This is the first of a series of articles exploring and discussing intersectionality in the LGBTQ+ community and are written by our Manager of Programs & Partnerships, Jane Barry-Moran.
A new generation of LGBTQ+ individuals are beginning to learn about the story and struggle of Marsha P Johnson and other historic intersectional LGBTQ+ leaders. These leaders were not only at the forefront of the LGBTQ+ movement but were individuals who had many intersectional identities that compounded their struggle. The global reawakening to systemic racial injustice in our societies and organizations has moved leaders to ask, what is the call to senior leaders and organizations as a whole?
Original research conducted by Out Leadership has found that individuals who are black and identify as LGBTQ+ are 30% less likely to be out in the workplace than their white counterparts. We know from our most recent research, AllyUP, covering this identity saps productivity.

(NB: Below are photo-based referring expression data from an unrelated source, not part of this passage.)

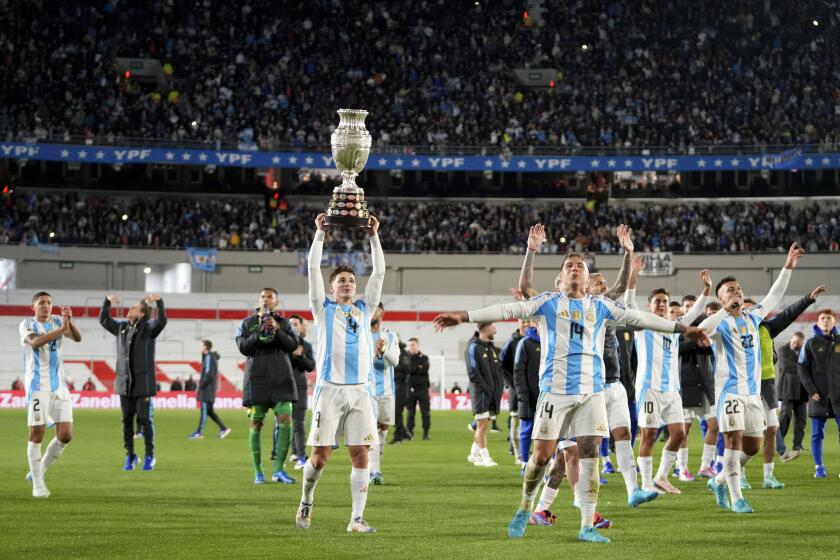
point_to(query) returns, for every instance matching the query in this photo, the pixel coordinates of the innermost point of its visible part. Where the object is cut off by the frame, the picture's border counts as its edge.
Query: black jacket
(526, 376)
(135, 351)
(819, 371)
(303, 364)
(627, 361)
(697, 376)
(418, 371)
(485, 373)
(788, 385)
(208, 383)
(268, 370)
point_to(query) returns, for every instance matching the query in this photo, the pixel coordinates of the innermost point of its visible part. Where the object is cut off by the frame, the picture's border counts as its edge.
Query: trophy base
(347, 221)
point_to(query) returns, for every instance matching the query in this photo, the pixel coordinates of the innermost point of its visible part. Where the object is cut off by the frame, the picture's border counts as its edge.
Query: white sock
(33, 453)
(666, 464)
(547, 498)
(359, 479)
(533, 478)
(732, 473)
(708, 456)
(310, 479)
(54, 451)
(626, 465)
(682, 459)
(646, 470)
(587, 491)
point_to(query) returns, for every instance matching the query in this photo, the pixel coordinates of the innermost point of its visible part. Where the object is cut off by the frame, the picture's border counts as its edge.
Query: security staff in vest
(418, 379)
(135, 382)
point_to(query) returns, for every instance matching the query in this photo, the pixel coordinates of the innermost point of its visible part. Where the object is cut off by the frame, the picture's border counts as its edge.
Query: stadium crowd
(30, 217)
(634, 73)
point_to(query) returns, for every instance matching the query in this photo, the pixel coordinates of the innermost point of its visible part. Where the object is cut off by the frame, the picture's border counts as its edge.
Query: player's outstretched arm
(536, 237)
(625, 238)
(700, 303)
(777, 291)
(105, 318)
(317, 296)
(373, 290)
(71, 330)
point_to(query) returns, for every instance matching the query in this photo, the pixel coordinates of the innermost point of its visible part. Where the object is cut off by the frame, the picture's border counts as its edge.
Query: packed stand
(29, 217)
(432, 73)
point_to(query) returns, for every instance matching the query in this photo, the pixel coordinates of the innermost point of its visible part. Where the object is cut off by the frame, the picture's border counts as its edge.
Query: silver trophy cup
(350, 149)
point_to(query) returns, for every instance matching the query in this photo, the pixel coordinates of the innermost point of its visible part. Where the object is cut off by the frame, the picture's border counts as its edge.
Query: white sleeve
(774, 296)
(392, 351)
(373, 290)
(641, 319)
(630, 299)
(505, 311)
(695, 311)
(316, 279)
(710, 323)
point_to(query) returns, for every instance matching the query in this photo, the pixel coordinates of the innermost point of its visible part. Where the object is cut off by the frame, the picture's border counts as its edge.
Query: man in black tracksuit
(418, 379)
(135, 382)
(303, 361)
(401, 393)
(819, 370)
(208, 384)
(486, 386)
(506, 357)
(526, 382)
(267, 340)
(792, 393)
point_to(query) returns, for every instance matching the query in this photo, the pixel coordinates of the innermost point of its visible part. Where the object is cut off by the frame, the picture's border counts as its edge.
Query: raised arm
(536, 237)
(373, 290)
(625, 238)
(774, 296)
(700, 304)
(316, 279)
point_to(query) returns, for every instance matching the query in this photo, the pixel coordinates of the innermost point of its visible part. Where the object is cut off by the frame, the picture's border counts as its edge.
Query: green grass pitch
(201, 502)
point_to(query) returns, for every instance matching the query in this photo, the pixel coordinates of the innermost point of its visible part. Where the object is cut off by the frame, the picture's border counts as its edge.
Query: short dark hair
(723, 281)
(655, 292)
(39, 294)
(339, 269)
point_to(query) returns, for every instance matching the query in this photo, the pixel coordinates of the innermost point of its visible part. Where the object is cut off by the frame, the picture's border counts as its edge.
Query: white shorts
(771, 415)
(342, 409)
(618, 409)
(656, 408)
(568, 416)
(741, 413)
(385, 409)
(45, 407)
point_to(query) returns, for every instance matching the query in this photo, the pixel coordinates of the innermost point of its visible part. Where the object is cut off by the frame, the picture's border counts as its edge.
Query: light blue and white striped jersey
(658, 365)
(735, 343)
(345, 346)
(571, 336)
(44, 366)
(383, 368)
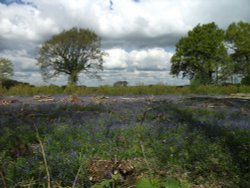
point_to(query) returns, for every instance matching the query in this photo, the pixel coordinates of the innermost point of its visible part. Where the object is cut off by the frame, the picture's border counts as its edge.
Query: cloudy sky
(139, 35)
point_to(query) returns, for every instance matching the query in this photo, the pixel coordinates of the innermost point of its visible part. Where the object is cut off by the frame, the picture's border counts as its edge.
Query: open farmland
(125, 141)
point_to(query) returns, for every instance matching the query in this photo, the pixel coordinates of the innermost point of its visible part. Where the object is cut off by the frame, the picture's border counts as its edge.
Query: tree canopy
(238, 40)
(6, 69)
(71, 52)
(202, 55)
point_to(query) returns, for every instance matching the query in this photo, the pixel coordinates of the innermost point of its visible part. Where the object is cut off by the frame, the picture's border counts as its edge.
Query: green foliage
(238, 40)
(202, 55)
(71, 52)
(6, 69)
(190, 152)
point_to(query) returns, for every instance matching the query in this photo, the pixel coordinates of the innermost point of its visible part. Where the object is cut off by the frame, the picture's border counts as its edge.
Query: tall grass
(131, 90)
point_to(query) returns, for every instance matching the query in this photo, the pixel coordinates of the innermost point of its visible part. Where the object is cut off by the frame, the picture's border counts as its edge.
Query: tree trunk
(73, 78)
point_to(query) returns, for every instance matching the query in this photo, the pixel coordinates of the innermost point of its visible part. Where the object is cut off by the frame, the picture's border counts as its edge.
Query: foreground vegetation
(162, 144)
(26, 90)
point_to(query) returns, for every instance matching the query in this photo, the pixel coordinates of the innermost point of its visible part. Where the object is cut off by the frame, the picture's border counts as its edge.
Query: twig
(77, 175)
(3, 179)
(44, 158)
(144, 115)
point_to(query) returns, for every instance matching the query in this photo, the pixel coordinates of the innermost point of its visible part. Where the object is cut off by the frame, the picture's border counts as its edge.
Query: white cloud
(156, 59)
(134, 34)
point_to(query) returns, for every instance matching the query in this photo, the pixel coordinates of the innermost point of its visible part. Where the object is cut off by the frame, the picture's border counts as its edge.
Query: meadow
(140, 136)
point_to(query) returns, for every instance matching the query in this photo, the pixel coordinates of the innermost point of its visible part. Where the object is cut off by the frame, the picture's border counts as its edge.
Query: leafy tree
(71, 52)
(6, 69)
(202, 55)
(238, 40)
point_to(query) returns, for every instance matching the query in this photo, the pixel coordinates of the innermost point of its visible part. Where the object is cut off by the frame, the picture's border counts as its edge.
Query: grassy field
(137, 143)
(130, 90)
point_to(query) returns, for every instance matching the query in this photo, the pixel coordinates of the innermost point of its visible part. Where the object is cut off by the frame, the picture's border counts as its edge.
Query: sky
(138, 35)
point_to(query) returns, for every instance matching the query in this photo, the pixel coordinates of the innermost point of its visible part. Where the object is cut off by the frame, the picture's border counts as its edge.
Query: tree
(6, 69)
(71, 52)
(202, 55)
(238, 41)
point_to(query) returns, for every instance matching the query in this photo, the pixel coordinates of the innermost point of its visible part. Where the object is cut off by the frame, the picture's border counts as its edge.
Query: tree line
(210, 55)
(207, 55)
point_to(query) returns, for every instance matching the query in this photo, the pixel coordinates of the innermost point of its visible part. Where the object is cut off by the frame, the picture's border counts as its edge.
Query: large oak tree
(238, 40)
(71, 52)
(202, 55)
(6, 69)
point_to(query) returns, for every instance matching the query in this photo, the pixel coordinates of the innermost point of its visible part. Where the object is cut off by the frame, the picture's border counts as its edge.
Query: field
(132, 140)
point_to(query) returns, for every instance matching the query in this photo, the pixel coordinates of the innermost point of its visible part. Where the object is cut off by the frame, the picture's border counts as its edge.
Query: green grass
(185, 154)
(131, 90)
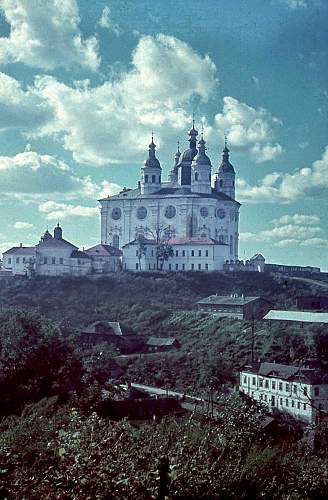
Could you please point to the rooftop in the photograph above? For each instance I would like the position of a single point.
(287, 372)
(298, 316)
(227, 300)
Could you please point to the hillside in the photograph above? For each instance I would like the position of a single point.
(164, 305)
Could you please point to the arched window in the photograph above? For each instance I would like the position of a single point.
(116, 241)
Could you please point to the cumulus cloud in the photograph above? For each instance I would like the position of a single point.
(56, 211)
(34, 175)
(290, 230)
(19, 108)
(306, 182)
(112, 122)
(22, 225)
(45, 34)
(250, 129)
(106, 22)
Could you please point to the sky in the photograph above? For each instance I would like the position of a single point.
(83, 84)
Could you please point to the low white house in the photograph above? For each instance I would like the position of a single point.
(302, 392)
(105, 258)
(187, 254)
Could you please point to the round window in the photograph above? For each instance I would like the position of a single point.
(116, 213)
(204, 211)
(142, 213)
(170, 212)
(220, 213)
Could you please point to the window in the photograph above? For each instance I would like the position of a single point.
(116, 241)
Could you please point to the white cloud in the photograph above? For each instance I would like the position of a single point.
(298, 219)
(112, 122)
(288, 231)
(306, 182)
(56, 211)
(249, 129)
(19, 108)
(294, 4)
(22, 225)
(106, 22)
(31, 175)
(45, 34)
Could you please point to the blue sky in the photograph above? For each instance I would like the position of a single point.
(82, 84)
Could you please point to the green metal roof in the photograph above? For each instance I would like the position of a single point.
(300, 316)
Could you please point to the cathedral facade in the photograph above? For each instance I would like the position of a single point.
(185, 210)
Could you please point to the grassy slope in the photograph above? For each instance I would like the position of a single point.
(164, 305)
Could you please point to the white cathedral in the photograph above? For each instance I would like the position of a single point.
(198, 221)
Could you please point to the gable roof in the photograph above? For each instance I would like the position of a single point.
(111, 327)
(287, 372)
(299, 316)
(161, 341)
(228, 300)
(77, 254)
(20, 250)
(103, 250)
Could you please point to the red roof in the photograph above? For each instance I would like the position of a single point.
(104, 251)
(20, 250)
(194, 240)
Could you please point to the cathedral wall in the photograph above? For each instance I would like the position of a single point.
(182, 216)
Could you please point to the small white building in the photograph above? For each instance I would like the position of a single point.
(19, 260)
(105, 258)
(299, 391)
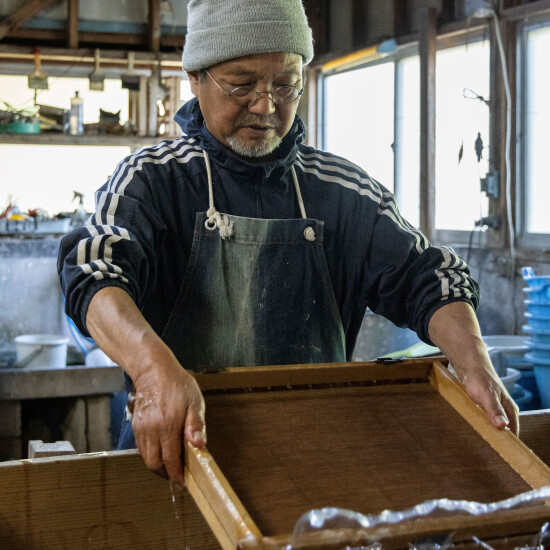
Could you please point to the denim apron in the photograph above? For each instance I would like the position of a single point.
(256, 292)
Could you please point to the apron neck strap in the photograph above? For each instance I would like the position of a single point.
(215, 219)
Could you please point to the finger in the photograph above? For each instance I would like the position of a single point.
(195, 428)
(490, 403)
(150, 451)
(513, 414)
(171, 456)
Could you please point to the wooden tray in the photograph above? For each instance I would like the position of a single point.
(282, 441)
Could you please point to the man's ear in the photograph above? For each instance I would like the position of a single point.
(194, 81)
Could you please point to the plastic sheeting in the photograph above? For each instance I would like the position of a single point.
(344, 521)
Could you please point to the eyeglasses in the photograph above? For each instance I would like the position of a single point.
(246, 95)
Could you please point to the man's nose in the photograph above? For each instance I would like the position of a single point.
(263, 104)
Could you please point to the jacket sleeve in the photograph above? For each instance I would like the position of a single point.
(116, 247)
(410, 278)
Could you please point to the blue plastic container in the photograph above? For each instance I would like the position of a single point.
(538, 287)
(542, 376)
(537, 309)
(537, 336)
(537, 322)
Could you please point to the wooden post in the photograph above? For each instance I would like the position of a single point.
(428, 36)
(154, 25)
(72, 24)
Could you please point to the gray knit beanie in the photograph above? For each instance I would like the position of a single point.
(218, 30)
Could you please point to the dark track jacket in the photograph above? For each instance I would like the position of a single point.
(140, 236)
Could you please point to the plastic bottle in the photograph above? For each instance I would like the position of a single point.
(76, 121)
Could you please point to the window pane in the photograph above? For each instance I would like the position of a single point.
(537, 140)
(358, 119)
(459, 201)
(45, 176)
(408, 139)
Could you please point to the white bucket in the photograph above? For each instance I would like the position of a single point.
(41, 350)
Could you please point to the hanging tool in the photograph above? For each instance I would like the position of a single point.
(96, 77)
(130, 80)
(479, 147)
(37, 80)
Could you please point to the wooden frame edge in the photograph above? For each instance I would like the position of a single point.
(219, 496)
(319, 373)
(528, 465)
(206, 510)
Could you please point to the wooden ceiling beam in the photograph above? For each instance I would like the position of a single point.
(175, 41)
(72, 24)
(24, 13)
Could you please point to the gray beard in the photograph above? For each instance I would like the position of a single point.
(258, 150)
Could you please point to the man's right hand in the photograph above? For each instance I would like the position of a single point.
(168, 406)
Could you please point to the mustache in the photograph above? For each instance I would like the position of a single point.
(266, 120)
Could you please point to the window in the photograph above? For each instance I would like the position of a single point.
(462, 78)
(407, 138)
(358, 118)
(534, 124)
(45, 176)
(15, 91)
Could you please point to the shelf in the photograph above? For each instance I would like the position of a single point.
(135, 142)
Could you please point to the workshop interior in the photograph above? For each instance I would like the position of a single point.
(446, 103)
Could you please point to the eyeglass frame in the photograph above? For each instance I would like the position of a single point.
(258, 92)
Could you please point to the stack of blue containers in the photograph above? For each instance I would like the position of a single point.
(538, 329)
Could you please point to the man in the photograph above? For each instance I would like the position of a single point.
(238, 245)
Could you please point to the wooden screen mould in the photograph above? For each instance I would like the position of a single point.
(282, 441)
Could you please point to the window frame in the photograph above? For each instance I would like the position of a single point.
(525, 239)
(461, 38)
(401, 53)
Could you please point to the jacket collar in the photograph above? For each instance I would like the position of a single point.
(191, 121)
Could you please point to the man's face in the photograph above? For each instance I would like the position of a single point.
(254, 130)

Research leaders on the topic talk about “multiple stressors” for LGBTQ+ People of Color. Biracial, indigious People of Color make up 42% (Williams Institute) of the LGBTQ+ population and yet are profoundly under represented in the highest levels of leadership. There is no denying the impact that has on young LGBTQ+ biracial, indiginous people of color entering the workforce. Our talent study with member firm PWC, Out to Succeed, found that over 90% of LGBTQ+ emerging leaders see board representation as an indicator of an inclusive culture.
This leaves many unanswered questions in the research. What compounding experiences of oppression do biracial, indigenous, people of color experience in accessing certain workplaces and accessing leadership positions in these organizations? This series will also explore additional intersections around faith communities, individuals with disabilities, mental health and other identities that, of course, LGBTQ+ individuals hold.